1. Suffering: A Choice Forged by Defenses.

The pain of loss, illness, and death is inevitable, but suffering from our defenses is optional—if we learn to see and turn against them.

Pain is inevitable. Life inherently brings pain through loss, disappointment, and mortality. We all face situations where loved ones may disappoint, delay, or depart, and our desires clash with reality. This fundamental conflict between desire and reality is a source of pain.

Defenses create suffering. To avoid this inevitable pain, we unconsciously employ defenses. These defenses, while offering temporary relief from discomfort, distort our perception of reality and prevent us from dealing with it effectively. This avoidance, rather than the pain itself, is the true source of our suffering and symptoms. For example:

  • Self-critical thoughts lead to depression.
  • Avoidant behaviors sabotage relationships.
  • Rationalizing abuse traps individuals in harmful patterns.

Ending self-inflicted suffering.

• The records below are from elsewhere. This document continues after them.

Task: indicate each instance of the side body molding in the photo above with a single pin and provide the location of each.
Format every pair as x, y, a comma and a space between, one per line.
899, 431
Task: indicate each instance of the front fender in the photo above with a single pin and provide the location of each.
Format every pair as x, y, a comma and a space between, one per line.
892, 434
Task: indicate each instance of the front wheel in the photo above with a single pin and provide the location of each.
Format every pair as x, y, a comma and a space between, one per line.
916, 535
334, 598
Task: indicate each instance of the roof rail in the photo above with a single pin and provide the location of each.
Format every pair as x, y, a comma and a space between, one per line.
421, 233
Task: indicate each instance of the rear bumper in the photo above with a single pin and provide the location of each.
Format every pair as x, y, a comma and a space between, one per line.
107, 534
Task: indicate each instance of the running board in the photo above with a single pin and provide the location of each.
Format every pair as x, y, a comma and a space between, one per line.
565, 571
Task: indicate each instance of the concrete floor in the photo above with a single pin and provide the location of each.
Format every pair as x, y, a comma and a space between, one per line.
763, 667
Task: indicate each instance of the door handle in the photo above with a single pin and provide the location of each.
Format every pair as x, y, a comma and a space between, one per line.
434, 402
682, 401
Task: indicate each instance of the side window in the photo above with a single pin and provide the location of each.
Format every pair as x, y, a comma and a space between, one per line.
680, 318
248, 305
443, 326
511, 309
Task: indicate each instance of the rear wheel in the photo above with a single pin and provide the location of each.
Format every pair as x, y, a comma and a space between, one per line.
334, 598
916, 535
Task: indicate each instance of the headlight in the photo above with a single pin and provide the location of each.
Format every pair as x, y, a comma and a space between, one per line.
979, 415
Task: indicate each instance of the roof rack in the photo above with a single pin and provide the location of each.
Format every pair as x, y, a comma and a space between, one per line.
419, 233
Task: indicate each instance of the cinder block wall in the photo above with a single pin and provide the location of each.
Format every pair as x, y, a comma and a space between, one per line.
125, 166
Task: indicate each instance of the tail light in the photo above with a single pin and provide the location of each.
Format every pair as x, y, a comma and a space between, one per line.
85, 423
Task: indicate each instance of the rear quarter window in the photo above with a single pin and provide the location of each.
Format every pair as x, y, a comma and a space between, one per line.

The core task in therapy is to help patients recognize how their automatic, unconscious actions (defenses) perpetuate their suffering. By understanding this causality, individuals can choose to relinquish these self-defeating patterns and engage with reality more adaptively, transforming their lives.

2. The Triangle of Conflict: Unmasking the Roots of Distress.

Every conflict creating the patient’s symptoms has this form: (1) the patient has a feeling, (2) he automatically becomes anxious physically in his body, (3) a moment later he uses a defense to ward off that feeling, and (4) that defense creates his symptoms and presenting problems.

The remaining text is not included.